Article magazine Larsen

December 25, 2015

Shadows...

 

dans la matière vive des sons

 

 

 

Ce premier disque sous notre nom, raconte Antoine Maisonhaute, nous le devions comme une évidence à Yann Robin, Raphaël Cendo et Franck Bedrossian. Le Quatuor Tana n’existait professionnellement que depuis un an lorsque nous avons rencontré Yann et Raphaël à Aix-en-Provence en 2011. Dans les académies du festival, chaque quatuor à cordes doit défendre des classiques et travailler avec des compositeurs contemporains en résidence. 2011 était leur année. Nous avons découvert, à travers leur écriture aussi précise que débordante, un langage étonnant qu’il nous a fallu patiemment apprivoiser.

 

Nous étions hyper motivés, curieux et avides de nous confronter à un univers aussi ouvert à l’inventivité des instrumentistes. De leur côté, ils étaient ravis de notre enthousiasme. Nous formions presque un quintette avec chacun d’entre eux ! Après Aix, dès septembre 2011, nous avons décidé de rationaliser et répertorier les moyens techniques d’interprétation de cette musique.

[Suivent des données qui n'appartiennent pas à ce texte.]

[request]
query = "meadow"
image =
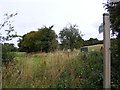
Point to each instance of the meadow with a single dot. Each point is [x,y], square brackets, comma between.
[54,70]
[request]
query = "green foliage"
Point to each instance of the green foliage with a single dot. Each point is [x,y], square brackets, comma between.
[92,41]
[70,37]
[114,10]
[43,40]
[7,53]
[8,31]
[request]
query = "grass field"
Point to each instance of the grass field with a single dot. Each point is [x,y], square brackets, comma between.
[51,70]
[94,47]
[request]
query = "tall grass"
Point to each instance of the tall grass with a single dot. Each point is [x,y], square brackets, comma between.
[52,70]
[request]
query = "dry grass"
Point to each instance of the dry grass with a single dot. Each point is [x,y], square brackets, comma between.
[35,70]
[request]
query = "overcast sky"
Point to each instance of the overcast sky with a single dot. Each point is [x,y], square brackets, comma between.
[33,14]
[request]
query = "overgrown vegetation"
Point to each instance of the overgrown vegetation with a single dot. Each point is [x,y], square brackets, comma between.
[54,70]
[114,9]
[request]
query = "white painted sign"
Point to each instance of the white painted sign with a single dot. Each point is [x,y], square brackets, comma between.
[100,28]
[114,0]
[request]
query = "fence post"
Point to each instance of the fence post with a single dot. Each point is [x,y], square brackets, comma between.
[107,56]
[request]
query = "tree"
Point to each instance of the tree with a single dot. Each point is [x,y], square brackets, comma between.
[7,30]
[114,10]
[43,40]
[7,33]
[92,41]
[70,37]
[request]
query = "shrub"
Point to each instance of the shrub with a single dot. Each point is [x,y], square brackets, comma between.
[7,55]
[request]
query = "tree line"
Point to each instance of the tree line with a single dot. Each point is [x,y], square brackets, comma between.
[46,40]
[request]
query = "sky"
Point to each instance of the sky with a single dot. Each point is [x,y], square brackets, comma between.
[34,14]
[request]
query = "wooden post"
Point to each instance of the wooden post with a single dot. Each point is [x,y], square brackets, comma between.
[0,66]
[107,56]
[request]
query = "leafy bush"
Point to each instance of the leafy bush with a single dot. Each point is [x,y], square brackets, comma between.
[7,55]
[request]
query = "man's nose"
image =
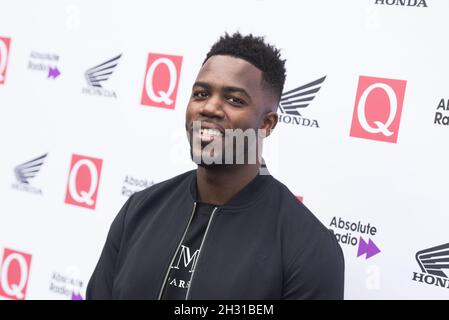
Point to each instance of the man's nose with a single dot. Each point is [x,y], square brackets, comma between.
[213,108]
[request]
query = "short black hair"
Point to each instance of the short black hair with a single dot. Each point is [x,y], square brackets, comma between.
[256,51]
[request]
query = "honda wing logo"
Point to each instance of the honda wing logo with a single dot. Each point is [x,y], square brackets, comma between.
[98,74]
[434,264]
[29,169]
[434,260]
[25,172]
[299,97]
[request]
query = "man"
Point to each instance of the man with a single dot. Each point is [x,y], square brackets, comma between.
[224,230]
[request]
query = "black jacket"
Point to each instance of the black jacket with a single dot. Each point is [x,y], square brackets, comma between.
[262,244]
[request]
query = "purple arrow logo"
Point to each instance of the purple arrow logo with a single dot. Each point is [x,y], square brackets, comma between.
[369,248]
[53,72]
[76,296]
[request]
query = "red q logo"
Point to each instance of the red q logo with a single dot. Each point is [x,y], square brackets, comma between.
[378,108]
[14,273]
[84,178]
[4,53]
[161,81]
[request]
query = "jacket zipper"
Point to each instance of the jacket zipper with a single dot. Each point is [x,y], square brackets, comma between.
[174,255]
[201,247]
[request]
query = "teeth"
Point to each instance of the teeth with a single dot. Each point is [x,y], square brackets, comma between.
[211,132]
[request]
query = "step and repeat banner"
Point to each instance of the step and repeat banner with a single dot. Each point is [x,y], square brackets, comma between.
[93,97]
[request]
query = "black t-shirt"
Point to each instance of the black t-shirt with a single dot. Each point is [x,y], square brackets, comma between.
[181,271]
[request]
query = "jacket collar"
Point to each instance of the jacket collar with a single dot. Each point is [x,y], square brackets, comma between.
[249,195]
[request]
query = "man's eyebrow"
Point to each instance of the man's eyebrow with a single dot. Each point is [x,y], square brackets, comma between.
[227,89]
[201,84]
[237,89]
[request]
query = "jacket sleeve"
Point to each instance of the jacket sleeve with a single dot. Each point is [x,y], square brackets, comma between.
[101,281]
[316,271]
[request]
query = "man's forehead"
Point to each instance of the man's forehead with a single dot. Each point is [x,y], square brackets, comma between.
[230,71]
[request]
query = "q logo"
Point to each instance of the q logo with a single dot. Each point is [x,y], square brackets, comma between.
[161,81]
[84,178]
[4,53]
[378,108]
[14,273]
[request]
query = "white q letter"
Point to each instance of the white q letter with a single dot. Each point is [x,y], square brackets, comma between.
[14,290]
[83,196]
[381,127]
[164,96]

En poussant notre pratique classique au-delà de ses frontières, nous avons entrepris un travail d’approfondissement des techniques sonores du quatuor, forgeant ainsi notre identité. 

 

En comptant Franck Bedrossian, ces trois compositeurs à l’origine des idées saturationnistes, formalisées pendant leurs études au conservatoire, ont fortement influencé notre démarche musicale. Ils nous accompagnent et nous soutiennent depuis lors.

 

Antoine et Jeanne Maisonhaute, Ivan Lebrun et Maxime Desert, quatre personnalités bien trempées, avides de découvertes sonores, voyagent à travers les siècles, sans distinction de style ni de genre. Shadows allie la poésie à la vitalité. Nous avons choisi ce titre, poursuit Antoine Maisonhaute, pour la multiplicité d’ombres harmoniques qui vibrent derrière une seule note au timbre clair. C’est la manière dont on fait rayonner une note dans l’instrument qui provoque le phénomène de saturation. On n’entend pas la fondamentale mais ses projections : les musiciens exécutent un nombre incalculable de notes à une vitesse folle, quasiment en apnée. A ce rythme, outre que l’oreille sature, il semble que vingt instrumentistes sont en train de jouer. Il faut être sportif pour jouer les partitions de Yann Robin, Raphaël Cendo et Franck Bedrossian. Quel défoulement ! Et… quelle exigence surtout ! Nous avons énormément travaillé avec ces trois compositeurs, dans une réciprocité vraiment enrichissante. 

 

Comment obtenir un son pur et plein ? Il suffit de maintenir la vitesse et la pression de l’archet à un point de contact donné. Saturer un son (en démultiplier les projections harmoniques) n’est que l’exacerbation des techniques classiques ainsi poussées à l’extrême. La précision est capitale dans les univers riche de nuances de ces trois compositeurs.

 

Le langage de Tracé d’ombres (2005-2007) est d’une finesse presque classique, dans la continuité de la tradition du quatuor à cordes. Franck Bedrossian développe des solos riches en couleurs, accompagnés d’une multiplicité de timbres et de gestes doux, aux nuances très basses, comme s’il tendait un élastique et ne le relâchait que les vingt dernières mesures explosives de sa pièce.

 

L’écriture de Raphaël Cendo lui ressemble trait pour trait : à fleur de peau, complètement folle et extrêmement raffinée. À l’interprète d’isoler, dans cette matière débordante, ce qui doit être entendu. In vivo (2008-2011) est une pièce stupéfiante qui suspend un mouvement central d’une lenteur absolue entre deux déchaînements infernaux ! Pour Substance (2013), nous avons conçu l’archet guero,  creusé d’entailles qui, en raclant nos instruments, donnent des sons inouïs. C’est une pièce vertigineuse ! 

 

La virtuosité de Yann Robin dans Crescent Scratches (2010-2011) est d’une clarté impressionnante : il combine exclusivement trois matériaux sonores qui lui sont propres en une suite de petites fugues qui se répondent très rapidement. Net, direct, pragmatique, il privilégie la structure et la limpidité avec sensibilité.

 

Nous aimons jouer ce qui nous déroute. La saturation qui transgresse les limites traditionnelles de l’interprétation peut en sublimer la performance. Il suffit de s’ouvrir à la découverte, avec rigueur et sans tabou.